EDIT: For an H200 (141 GB memory):

https://www.techpowerup.com/gpu-specs/h200-nvl.c4254

TDP: 600 W

EDIT2: Just to drive home the power issue:

https://www.financialcontent.com/article/tokenring-2025-12-30-the-great-chill-how-nvidias-1000w-blackwell-and-rubin-chips-ended-the-era-of-air-cooled-data-centers

NVIDIA’s Blackwell B200 GPUs, which became the industry standard earlier this year, operate at a TDP of 1,200W, while the GB200 Superchip modules—combining two Blackwell GPUs with a Grace CPU—demand a staggering 2,700W per unit. However, it is the Rubin architecture, slated for broader rollout in 2026 but already being integrated into early-access “AI Factories,” that has truly broken the thermal ceiling. Rubin chips are reaching 1,800W to 2,300W, with the “Ultra” variants projected to hit 3,600W.

A standard 120V, 15A US household circuit can only handle 1,800W, even if you keep it fully loaded. Even if you get a PSU capable of doing that and dedicate the entire household circuit to that, beyond that, you’re talking something like multiple PSUs on independent circuits or 240V service or something like that.

I have a space heater in my bedroom that can do either 400W or 800W.

So one question, if one wants to use the card for more memory, is going to be what the ceiling on power usage that you can ensure that those cards will use while most of their on-board hardware is idle.

Godort@lemmy.ca · edit-2 13 hours ago

Hard to say,

The GPUs will slot in just fine, those run on the same PCIe slots.

Disks are a maybe. Getting U.2 and SAS interfaces into consumer hardware is challenging, but some of those machines might have some regular M.2 or SATA disks

RAM is also a maybe. Most server RAM will be ECC and a lot of consumer motherboards and processors simply are not compatible, however, some are.

empireOfLove2@lemmy.dbzer0.com · 13 hours ago

The GPUs will slot in just fine, those run on the same PCIe slots.

Not anymore. The GPGPU parallel compute chips being pushed by Nvidia and occupying most fresh datacenter buildout space are bespoke hardware requiring it’s own custom mainboards. PCIe is falling by the wayside.

bizarroland@lemmy.world · 12 hours ago

You can already get SXM2 adapters and external boards that run to PCI-E X16 slots.

I wouldn’t say it’s the smartest way to blow a thousand dollars, but you can add a few of the older, like, 2019 models to a computer for about a thousand dollars already.

SXM4, I believe, has also been cracked, but it’s a lot more expensive, and I’m sure SXM5 will not be too far behind. The main difference between the PCI-E and SXM models as far as I’m aware, other than their interconnect and the built-in tethering between the multiple GPUs, is that they are able to run on 48 volt power, which means that the amperage running through the wires is much lower, and you’re less likely to cause everything to burst into flames randomly.

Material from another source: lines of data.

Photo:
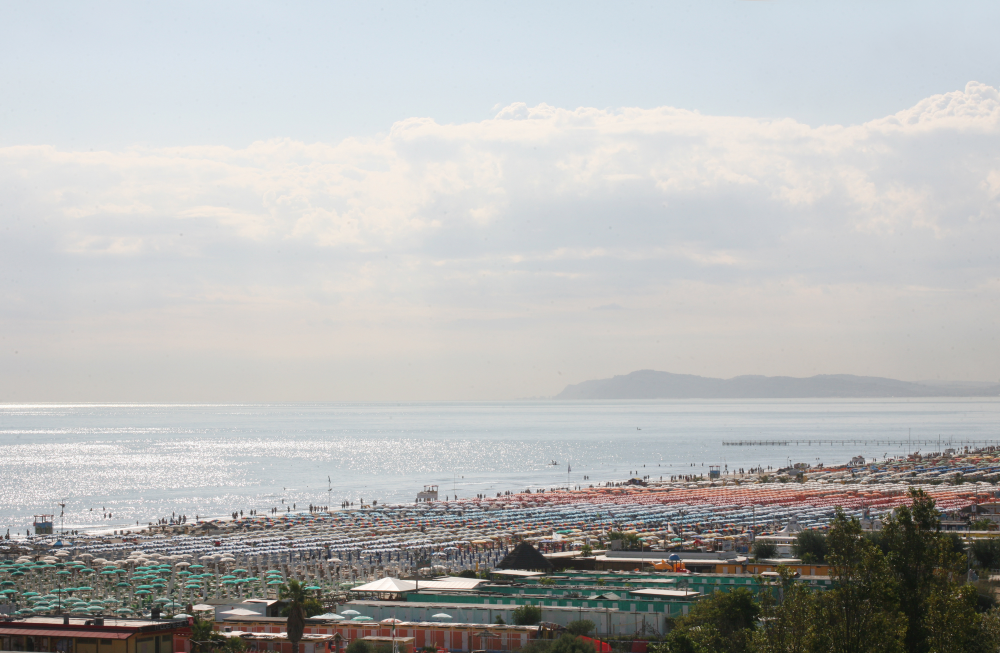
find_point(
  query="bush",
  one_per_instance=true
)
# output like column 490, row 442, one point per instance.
column 526, row 615
column 810, row 546
column 764, row 549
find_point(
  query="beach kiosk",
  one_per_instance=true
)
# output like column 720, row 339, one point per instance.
column 43, row 524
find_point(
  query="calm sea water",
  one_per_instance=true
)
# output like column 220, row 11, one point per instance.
column 140, row 462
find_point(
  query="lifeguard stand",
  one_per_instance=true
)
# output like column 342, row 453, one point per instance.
column 43, row 524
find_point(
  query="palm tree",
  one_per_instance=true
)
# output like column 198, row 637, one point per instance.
column 296, row 595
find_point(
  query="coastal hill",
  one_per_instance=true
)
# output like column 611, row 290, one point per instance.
column 650, row 384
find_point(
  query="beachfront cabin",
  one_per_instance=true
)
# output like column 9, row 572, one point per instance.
column 95, row 635
column 429, row 494
column 43, row 524
column 989, row 511
column 321, row 635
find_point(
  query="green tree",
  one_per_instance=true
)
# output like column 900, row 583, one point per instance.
column 860, row 612
column 722, row 622
column 201, row 635
column 923, row 560
column 764, row 549
column 787, row 617
column 527, row 615
column 810, row 547
column 580, row 627
column 295, row 594
column 986, row 552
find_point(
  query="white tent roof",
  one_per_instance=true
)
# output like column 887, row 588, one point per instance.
column 241, row 612
column 394, row 585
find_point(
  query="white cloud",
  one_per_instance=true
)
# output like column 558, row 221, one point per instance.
column 527, row 219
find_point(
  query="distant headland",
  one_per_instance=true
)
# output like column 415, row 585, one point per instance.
column 650, row 384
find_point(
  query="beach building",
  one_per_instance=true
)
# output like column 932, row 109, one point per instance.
column 269, row 634
column 95, row 635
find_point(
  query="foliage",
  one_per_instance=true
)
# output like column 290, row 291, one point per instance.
column 860, row 613
column 764, row 549
column 580, row 627
column 723, row 622
column 810, row 547
column 527, row 615
column 986, row 552
column 295, row 594
column 359, row 646
column 787, row 617
column 922, row 561
column 310, row 607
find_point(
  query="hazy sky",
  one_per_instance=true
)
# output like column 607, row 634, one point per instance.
column 267, row 201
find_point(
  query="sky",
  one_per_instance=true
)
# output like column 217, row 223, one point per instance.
column 487, row 201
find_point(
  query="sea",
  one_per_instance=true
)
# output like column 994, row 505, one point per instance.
column 108, row 466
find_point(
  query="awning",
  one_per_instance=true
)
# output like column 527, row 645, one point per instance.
column 58, row 632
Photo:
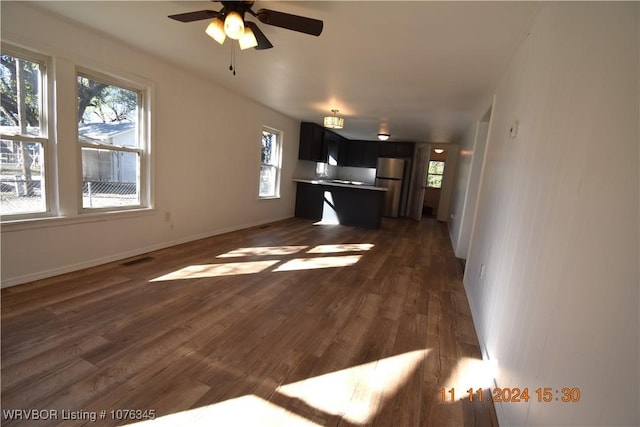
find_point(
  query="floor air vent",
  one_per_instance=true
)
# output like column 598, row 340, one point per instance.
column 137, row 261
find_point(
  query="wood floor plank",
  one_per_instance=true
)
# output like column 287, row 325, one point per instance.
column 263, row 317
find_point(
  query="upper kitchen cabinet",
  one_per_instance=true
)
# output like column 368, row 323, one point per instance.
column 335, row 146
column 312, row 143
column 396, row 149
column 320, row 145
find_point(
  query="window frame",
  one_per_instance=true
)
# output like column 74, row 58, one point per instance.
column 435, row 174
column 277, row 164
column 49, row 192
column 143, row 130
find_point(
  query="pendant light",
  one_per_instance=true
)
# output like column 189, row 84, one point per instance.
column 334, row 122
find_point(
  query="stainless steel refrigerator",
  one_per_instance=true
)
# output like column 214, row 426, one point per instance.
column 389, row 173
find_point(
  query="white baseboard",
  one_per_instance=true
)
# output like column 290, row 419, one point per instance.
column 44, row 274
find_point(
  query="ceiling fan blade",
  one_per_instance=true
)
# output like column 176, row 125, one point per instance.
column 195, row 16
column 290, row 22
column 263, row 42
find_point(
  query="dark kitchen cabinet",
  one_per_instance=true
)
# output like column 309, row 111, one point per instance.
column 322, row 145
column 350, row 205
column 335, row 146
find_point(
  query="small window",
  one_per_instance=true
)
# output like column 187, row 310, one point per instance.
column 110, row 136
column 434, row 177
column 24, row 143
column 270, row 158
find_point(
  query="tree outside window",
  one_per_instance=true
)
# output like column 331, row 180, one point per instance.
column 435, row 174
column 24, row 140
column 270, row 158
column 109, row 137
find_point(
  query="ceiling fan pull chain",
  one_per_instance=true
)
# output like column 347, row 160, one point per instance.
column 232, row 66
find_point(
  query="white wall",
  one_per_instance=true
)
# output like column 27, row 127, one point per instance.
column 558, row 221
column 206, row 152
column 467, row 185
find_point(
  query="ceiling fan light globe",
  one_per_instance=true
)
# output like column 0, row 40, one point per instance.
column 215, row 30
column 234, row 26
column 248, row 39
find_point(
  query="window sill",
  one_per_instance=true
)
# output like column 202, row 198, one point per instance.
column 45, row 222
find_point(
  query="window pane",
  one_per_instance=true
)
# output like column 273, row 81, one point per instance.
column 107, row 114
column 269, row 147
column 268, row 181
column 436, row 167
column 434, row 181
column 20, row 90
column 21, row 178
column 110, row 178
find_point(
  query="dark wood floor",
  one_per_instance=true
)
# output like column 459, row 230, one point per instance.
column 285, row 324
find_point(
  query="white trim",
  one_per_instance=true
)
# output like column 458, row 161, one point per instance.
column 14, row 281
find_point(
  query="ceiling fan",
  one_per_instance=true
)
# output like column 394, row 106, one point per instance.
column 230, row 22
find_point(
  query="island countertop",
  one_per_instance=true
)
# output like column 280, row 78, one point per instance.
column 341, row 183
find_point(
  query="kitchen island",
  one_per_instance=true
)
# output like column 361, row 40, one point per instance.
column 340, row 202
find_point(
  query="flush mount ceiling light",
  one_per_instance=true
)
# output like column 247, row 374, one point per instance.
column 334, row 122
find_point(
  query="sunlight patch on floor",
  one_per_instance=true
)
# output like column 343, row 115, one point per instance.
column 262, row 251
column 214, row 270
column 345, row 247
column 357, row 393
column 320, row 262
column 471, row 373
column 247, row 410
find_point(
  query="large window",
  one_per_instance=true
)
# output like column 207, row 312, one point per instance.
column 270, row 158
column 24, row 143
column 436, row 172
column 110, row 133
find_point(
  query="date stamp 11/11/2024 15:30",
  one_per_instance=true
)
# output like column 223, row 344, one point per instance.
column 515, row 394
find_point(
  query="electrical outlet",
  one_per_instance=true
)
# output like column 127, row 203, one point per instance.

jj4211@lemmy.world · 6 hours ago

Yes, they connect by PCIe and thus the physical mismatch may be overcome, but they also are now drawing 15kw. More wattage than any circuit in my residential breaker box can handle.

Even if you did, there’s not even a whiff of driving circuitry for a video port, so your only application would be local models, and if the bubble bursts, well that would seem to indicate that use case would be not that popular.

No I would expect that these systems get rented out of sold to supercomputer concerns for super cheap if a bubble pop should occur.